This might be a stupid question, but why is there no way for me as an end user to have the choice of changing the sound to my own liking on the Mu-so 2?
I’m just use to ”cheap” streamer speaker around 3-400 euro but hey all had some options to change the sound, either in a equlizer och bass/treble settings for the speaker.
I understand that you have put in a lot of effort and money to make the sound to a golden ear standard in a studio somewhere.
From my perspective as a first time buyer, sjelling out a *%£$ of money (from my perspective) living in an apartment with two sub 4-year old children running around, no expensive vibration canceling shelves and expensive hi-fi stuf.
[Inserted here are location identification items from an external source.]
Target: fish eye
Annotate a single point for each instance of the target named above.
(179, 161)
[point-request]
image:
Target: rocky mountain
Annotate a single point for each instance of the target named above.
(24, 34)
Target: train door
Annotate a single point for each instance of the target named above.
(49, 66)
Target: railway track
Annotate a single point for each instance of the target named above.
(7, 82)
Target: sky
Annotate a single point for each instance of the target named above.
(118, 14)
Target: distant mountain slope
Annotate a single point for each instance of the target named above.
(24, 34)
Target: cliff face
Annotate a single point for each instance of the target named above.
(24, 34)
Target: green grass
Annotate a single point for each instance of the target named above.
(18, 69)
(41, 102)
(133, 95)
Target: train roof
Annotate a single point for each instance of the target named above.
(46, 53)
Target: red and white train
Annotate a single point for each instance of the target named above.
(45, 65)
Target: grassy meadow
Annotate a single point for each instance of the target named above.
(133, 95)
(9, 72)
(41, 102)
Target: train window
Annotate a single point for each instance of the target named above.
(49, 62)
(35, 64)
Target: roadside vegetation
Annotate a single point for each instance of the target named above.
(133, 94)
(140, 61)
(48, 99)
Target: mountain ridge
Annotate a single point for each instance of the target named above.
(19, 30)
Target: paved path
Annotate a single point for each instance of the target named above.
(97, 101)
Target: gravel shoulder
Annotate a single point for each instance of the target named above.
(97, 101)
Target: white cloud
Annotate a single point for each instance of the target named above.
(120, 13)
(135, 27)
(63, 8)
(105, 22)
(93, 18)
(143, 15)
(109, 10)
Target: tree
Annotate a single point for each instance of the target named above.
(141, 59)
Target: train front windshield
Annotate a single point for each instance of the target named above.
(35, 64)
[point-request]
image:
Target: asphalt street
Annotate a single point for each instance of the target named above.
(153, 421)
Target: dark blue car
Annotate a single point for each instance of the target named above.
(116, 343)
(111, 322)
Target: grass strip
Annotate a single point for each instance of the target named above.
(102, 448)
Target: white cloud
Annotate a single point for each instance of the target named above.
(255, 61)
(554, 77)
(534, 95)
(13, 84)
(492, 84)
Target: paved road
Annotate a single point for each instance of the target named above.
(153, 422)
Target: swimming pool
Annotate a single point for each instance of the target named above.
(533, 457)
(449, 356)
For me, it would have been so nice to have the option to alter the sound with a equalizer or bass/treble setting, this would make this mu-so more easily placed in my home and therefor more versitile.
I could place it on a shelf where the kids cant reach it.
Now its way to boomy in base and it would be so nice to be able to turn the base down.
The three options where i could choose placement isn’t really enough for this.
If i could wish anything for the Mu-so, it would be some kind of setting in the muso-app, to alter the sound to my liking/living situation or more placement option.
That couldn’t be impossible to do with the current hardware through the app??
On the qb 2 I have options from the (android) app under settings / audio settings to turn ‘loudness’ on or off and also some room compensation options based on where it is placed I a room. Do you have those and do they help?
Yeah… i’ve turned off loudness.
Wrong product?
So it may be, but i was just wondering why it isn’t more adjustable, when it can be?
It has dsp and should be able to change the sound.
Is everyone just happy with ”this is how it sounds, nothing can change” and didn’t wish that it had a equalizer or bas/trebble settings or other dsp-settings?
My 10 year old Yamaha reciever has a good dsp for classical music but i can just set it to sci-fi and get a completely different sound.
I mean, when its possible, why lock it to one specific sound and dont even let someone adjust base?
-Oh, you bought a Aston Martin after reading that it got the car of the year award?
And you want to drive it to work?
-Sorry, the gearing is optimal for Brands hatch at high speeds only and you can’t really adjust the seats forward or backwards since they are perfect for our testdriver Rogers length. Even though it would be possible.
But you can change the color of the grill.
I’m not being ungrate here, the app has of lot of great features, but im missing this.
If I produced things I would def listen to customers suggestions instead of telling them to spend their money elsewhere.
Since i don’t seem to be the same lenght as Roger maybe this forum isn’t the right for me.
I’m sure this could turn into a long thread where people shout at each other. But anyway Naim don’t provide tone controls or any DSP-based sound correction because, they say, it inevitably worsens the sound quality.
There is also the somewhat spurious argument that the customers should hear the sound as the artist/recording engineer intended (which does ignore that the room, furnishings, loudspeakers and the listeners’ ears are certainly different to those of the artist/sound engineer).
Anyway so far Naim doesn’t provide anything except the loudness and wall proximity settings in their two entry level products).
As per my original post really. You decide what you need and then buy that product. You don’t buy the product and try to berate/wish it into something else.
I’ve no desire to get into a debate about the merits or otherwise of graphic equalisers or tone controls but I don’t think it’s relevant here.
Granted
What I was trying to convey was that the cost of Roon is fine if you want all its functionality but perhaps less so if you simply want to add EQ functionality to your Muso.
But it doesn’t need to be £800. There’s an on-going cost I’ll grant you but sadly the OP didn’t do their homework and wants fully configurable DSP. And I’m not aware of any free options…
Ooh Muso’s more expensive than last time I saw - 1/3rd. But in practice I think the OP simply has bought the wrong product.
I heard the Muso once, and thought it was by far the best sound I’d heard from what I consider to be a boombox, but too expensive for such a relatively limited device.